Aujourd’hui, pour défendre les libertés et droits fondamentaux, la question prioritaire de constitutionnalité (QPC) a été introduite en droit français. Il s’agit pour un justifiable de contester la constitutionnalité par voie incidente d’une disposition de valeur législative. Le but est de rendre sans objet cette disposition de valeur législative en passant par le filtre du procès et de l’une des hautes juridictions (administrative ou judiciaire) qui peut demander au Conseil constitutionnel une décision de conformité à la Constitution de la norme à valeur législative.
Par exemple, si les juges de la Cour suprême des USA ont tant de pouvoir, ce que primo, ils sont particulièrement bien formés. Nul doute. Secundo, ils sont profondément honnêtes. Tertio, ils sont farouchement patriotes. Certes, ils divergent depuis toujours par leur idéologie, conservatrice ou progressiste. Mais fondamentalement, ils inspirent confiance. La première conquête des juges de la Cour suprême des USA demeure l’affaire Marbury/ Madison. Ça ne s’invente pas. Mais, cela est une autre histoire.

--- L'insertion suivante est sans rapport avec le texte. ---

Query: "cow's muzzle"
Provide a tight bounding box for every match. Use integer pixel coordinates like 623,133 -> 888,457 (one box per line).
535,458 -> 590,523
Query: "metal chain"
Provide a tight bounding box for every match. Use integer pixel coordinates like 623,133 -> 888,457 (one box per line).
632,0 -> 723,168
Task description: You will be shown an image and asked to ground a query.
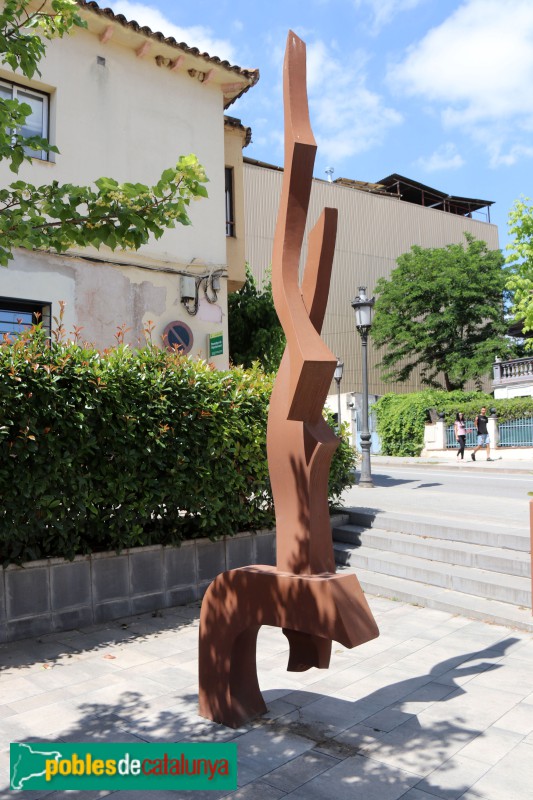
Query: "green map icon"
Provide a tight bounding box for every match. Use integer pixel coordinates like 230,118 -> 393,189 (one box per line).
9,742 -> 62,789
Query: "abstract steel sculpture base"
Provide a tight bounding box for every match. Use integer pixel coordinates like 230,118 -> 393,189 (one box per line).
199,32 -> 379,728
199,566 -> 378,728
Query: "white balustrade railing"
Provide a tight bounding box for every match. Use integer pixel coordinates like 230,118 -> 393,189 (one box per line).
493,357 -> 533,386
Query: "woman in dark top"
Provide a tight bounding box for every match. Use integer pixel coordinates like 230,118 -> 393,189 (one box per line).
453,411 -> 466,459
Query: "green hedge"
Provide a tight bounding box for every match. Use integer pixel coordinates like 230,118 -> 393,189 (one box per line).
372,389 -> 533,456
0,332 -> 354,564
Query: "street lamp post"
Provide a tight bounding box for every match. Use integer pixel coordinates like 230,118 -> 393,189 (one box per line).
352,286 -> 375,489
333,359 -> 344,433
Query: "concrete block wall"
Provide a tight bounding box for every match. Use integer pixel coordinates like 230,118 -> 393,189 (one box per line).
0,531 -> 275,642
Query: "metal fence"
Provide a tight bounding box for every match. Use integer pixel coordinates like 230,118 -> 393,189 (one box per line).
446,419 -> 477,449
446,417 -> 533,449
498,417 -> 533,447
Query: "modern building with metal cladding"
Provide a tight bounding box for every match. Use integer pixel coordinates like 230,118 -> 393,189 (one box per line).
244,158 -> 499,395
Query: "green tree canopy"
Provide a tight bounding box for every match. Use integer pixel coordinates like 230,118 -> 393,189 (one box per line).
506,197 -> 533,350
372,233 -> 509,391
0,0 -> 207,266
228,264 -> 285,372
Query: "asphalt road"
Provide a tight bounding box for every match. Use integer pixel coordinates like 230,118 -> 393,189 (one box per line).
342,463 -> 533,531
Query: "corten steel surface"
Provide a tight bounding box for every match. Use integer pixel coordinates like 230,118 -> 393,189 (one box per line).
199,31 -> 379,727
529,500 -> 533,614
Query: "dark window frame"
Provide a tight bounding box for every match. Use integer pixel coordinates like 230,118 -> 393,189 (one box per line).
0,297 -> 52,341
0,77 -> 51,161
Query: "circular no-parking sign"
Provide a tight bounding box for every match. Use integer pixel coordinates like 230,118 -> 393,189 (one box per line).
163,320 -> 194,355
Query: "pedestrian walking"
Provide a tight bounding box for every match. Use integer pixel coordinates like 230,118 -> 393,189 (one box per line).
453,411 -> 466,461
470,406 -> 493,461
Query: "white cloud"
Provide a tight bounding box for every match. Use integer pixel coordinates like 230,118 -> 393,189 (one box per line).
112,0 -> 235,63
388,0 -> 533,166
354,0 -> 425,33
307,41 -> 402,164
416,142 -> 465,172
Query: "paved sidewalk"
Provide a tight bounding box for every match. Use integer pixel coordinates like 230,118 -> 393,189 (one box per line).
0,597 -> 533,800
370,450 -> 533,476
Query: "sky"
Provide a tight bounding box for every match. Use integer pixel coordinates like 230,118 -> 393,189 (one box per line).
111,0 -> 533,247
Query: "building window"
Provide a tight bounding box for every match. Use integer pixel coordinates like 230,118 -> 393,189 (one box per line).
0,297 -> 52,341
226,167 -> 235,236
0,80 -> 49,161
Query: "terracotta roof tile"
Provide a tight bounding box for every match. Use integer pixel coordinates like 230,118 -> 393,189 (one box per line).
76,0 -> 259,108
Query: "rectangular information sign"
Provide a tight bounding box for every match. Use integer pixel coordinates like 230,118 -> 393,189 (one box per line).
10,742 -> 237,792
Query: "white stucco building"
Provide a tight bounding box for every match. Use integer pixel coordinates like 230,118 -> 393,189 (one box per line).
0,0 -> 259,368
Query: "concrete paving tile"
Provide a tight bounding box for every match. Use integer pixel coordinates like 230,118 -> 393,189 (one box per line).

S’attaquer aux vrais problèmes
Mme Manassa Danioko, au lieu de demander plus de pouvoirs pour votre institution, de jouer à ce syndicalisme sans paternité, vous devez vous battre contre des maux qui gangrènent notre justice tant administrative que judiciaire. Vous, l’ancienne magistrate. Il a été dit par une voix plus autorisée et nous le répétons ici que : «La justice malienne est indépendante de tout, sauf de l’argent sale». Qu’avez-vous entrepris contre ce constat ? Surtout que sur les 9 membres de la Cour constitutionnelle, 8 sont ou ont été des magistrats de carrière. C’est incontestable.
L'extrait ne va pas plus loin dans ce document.